We last wrote about this back in May. You can read that post here. This post is really the same song, different verse. In response to that post our friend Monica R. from the Grizzly Mama blog wrote, “…I was not at all prepared for the real world when I left high school. I was a fish out of water. I felt as if I had been raised in the woods by a pack of wolves…. ” I think that’s true for many of us.
We started hsing in 1988. When we started our reasons and our vision for
what we were doing could be summed up in about one word- reactionary. We had not vision for where we were going or who we were as a family- we simply knew where we were not going and what we were not doing. That’s a start- but it’s not enough to get you down the finish line. (That little sermonette is a freebie, btw)
We had very specific problems in the kindergarten our eldest (The Head Girl)attended. We wanted to remove her from those immediate problems, address them, and ‘return’ her (like a package?) to the public school in another two or three years when we would be living in a different school district.
Each year we homeschooled we our reasons and our vision expanded. It was not until she was 10 or 11 that we realized we were never putting our children in public school again. We had grown in our beliefs about what this whole parenting/education/learning adventure was all about, and it no longer had anything to with what the schools were like, and everything to do with us and what we were like.
When we first began homeschooling, I was concerned about the socialization question. IN fact, it’s one of the first questions I asked my homeschooling mentor. I
signed up for lots of activities, clubs, groups, and so forth. We dropped them
all as we developed our thinking on socialization further.
We picked up one or two again from time to time, but now we do the things we do
because the activities themselves are worthwhile or valuable to us on their
own. We no longer choose our outside activities based on ‘socialization opportunities.’ We’ve found that what we mean and desire under the category ‘socialization’ occurs in more natural settings and not so much in large herds.
If you or somebody you know is concerned about socialization, I would suggest that you or your concerned friend or family member ask some questions about socialization. If you ask yourself these questions it will help you work out some answers that may surprise you. Here are a few suggested questions to consider. This is by no means an inclusive list. The first question is the most important.

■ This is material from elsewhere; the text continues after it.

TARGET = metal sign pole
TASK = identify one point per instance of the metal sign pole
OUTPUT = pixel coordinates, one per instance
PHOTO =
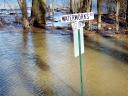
(81, 65)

1. Define what you mean by socialization. Write down your definition.
When people ask me the ‘S’ question I always respond by first asking them what they mean by socialization. I have been astonished at how many people do not have any idea what they mean. Allan Bloom said about certain ‘catch-phrase’ words, “These words are there where thoughts should be, and their disappearance would reveal the void. The exercise would be an excellent one, for it might start people thinking about what they really believe, about what lies behind the formulas.”*
I think socialization is one of those words, a word which, like the others Alan Bloom talks about, is not a reason but has been substituted for reason itself. It’s a formula, and most people have long forgotten (if they ever really knew) what it is they mean when they invoke that formula.
In most cases, when I ask somebody what it is he means by socialization, he cannot define it, realizes he hasn’t ever thought of it, and the conversation takes a sharp turn into some interesting territory- but that’s surely another post. In a few cases somebody will have thought about it and will have some sort of definition. In that case, it’s time to flesh out the conversation with a few more questions- not necessarily all of them, your friends are not on trial, but one or two of these would might help bring more thought and less formulae to the discussion:
2. Why do you think so?
3. What do you want from this thing you call socialization?
4. Why do you think that a good thing?
5. Assuming that the goals you expect to see from socialization are good things, have you thought about the best ways to meet those goals?
6. Is public school the best or only way to meet those goals? Could you accomplish the same goals through some other method?
7. Think of other skills or goals you have for your children, perhaps learning Spanish or good grammar, or the times table, or always telling the truth. Do you think they would best learn those things by the same process you have in mind for
Let me illustrate:
What I meant by socialization when I first asked this questions was simply good
social skills. A wise hsing mom pointed out to me that if I wanted my child to
learn French I would want her to be instructed by somebody who knew French.
Why then, she asked, did I think it was a good thing for her to learn good
social skills from 30 other 6 year olds who also didn’t have good social skills.
I couldn’t answer her.
Here are some other ‘S’ word questions:
Do your friends all share the same birth year as you?
Do children benefit from friendships with children and adults in other age groups, or should they be isolated the better part of the day with children exactly their own age?
Do your friends all live within the same geographic region (i.e. school district) as you?
Would your child benefit from friendships with people outside your local school district?
Are your friendships based on age and location or on shared goals, interests,
As Allan Bloom points out, when it comes to these little formulaic words which subsitute for thought, we “have taken these words, which point to a rich lode of questions, and treated them as though they were answers, in order to avoid confronting them ourselves.” We learn some interesting things when we start asking ourselves questions.
Incidentally, it was while on my morning visit to the always thought provoking Wittingshire that I read Allan Bloom quotes above and went off on this little rabbit trail of my own. Bloom is specifically talking about a different set of words, and I believe a reading of that post will reward you for your time. Do pay them a visit.